Novels get more air time on late-night TV

NEW YORK • Novelist Rebecca Makkai was preparing for the usual string of interviews with radio stations and podcasts this year for her latest book, The Great Believers.

But then her publicist told her to get ready for a more prominent appearance, on NBC's Late Night With Seth Meyers. The host has made it a habit to invite novelists to his show, which averages 1.5 million viewers.

In a television landscape where literature has become largely overlooked, late-night hosts like Meyers and Trevor Noah have made it their mission to champion writers.

The morning shows, which once featured interviews with acclaimed novelists like E.L. Doctorow and William Styron, have largely tilted towards lifestyle and diet books and celebrity memoirs.

Late night looked particularly barren after Jon Stewart, a champion of serious non-fiction, left The Daily Show and Stephen Colbert ended The Colbert Report, another reliable outlet for publishers.

Colbert, who now hosts the most-watched show in all of late night on CBS, has mostly left non-celebrity authors behind. And other author-friendly TV hosts - Charlie Rose and Tavis Smiley - were ousted in sexual misconduct scandals.

Those departures - following the end of Oprah Winfrey's daytime talk show and her book club, which could turn an obscure novel into a hit - felt like a devastating loss for the literary world.

The cumulative effect of those losses and growing fragmentation of the media landscape have made it harder for publishers and authors to drive readers to a book with a well-placed TV appearance.

Even when authors land one of the coveted spots, the sales boost is not what it used to be, in part because viewers have turned from network and cable television to streaming services and social media.

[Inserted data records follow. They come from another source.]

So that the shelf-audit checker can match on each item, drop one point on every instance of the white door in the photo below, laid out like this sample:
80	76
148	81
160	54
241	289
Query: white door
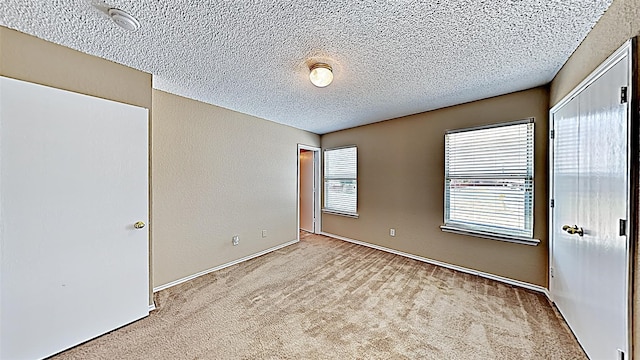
307	191
590	189
73	181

Still, apart from an in-depth interview on NPR's Fresh Air or a major literary award, few things can drive instant sales as dramatically as a television appearance.

The turbulent political climate has meant that the authors getting the most coverage are those whose books feed into the news cycle.

The appetite for political books has exploded, with sales in that category reaching 11.7 million copies this year, up from 9.2 million in 2010, according to NPD BookScan.

Michael Wolff and Bob Woodward, who had immense coverage with their exposes on the inner workings of United States President Donald Trump's administration, had two of the top-selling books this year. Former US first lady Michelle Obama's memoir sold more than two million copies in its first 15 days.

Some analysts blame the relentless news cycle for the decline in fiction sales. Hence these new spots for novelists on late-night television have offered some relief.

The guest list for Meyers' show in the last few years reads like a roll call of some of the most groundbreaking literary writers at work today: Tayari Jones, Marlon James, Celeste Ng, Sunil Yapa, Viet Thanh Nguyen and Jesmyn Ward.

Noah's guests included Yaa Gyasi, Terese Marie Mailhot and Kevin Young.

Mr Paul Bogaards, director of communications for Alfred A. Knopf, attributed the sales lift not just to the TV exposure, but also to Noah's palpable enthusiasm for the novel.

"When you look at Meyers and Noah, what publishers love is the intelligence the hosts bring to the conversations and the risks that they're willing to take with the subject matter.

"It doesn't have to be a brand-name author if it speaks to them," he said.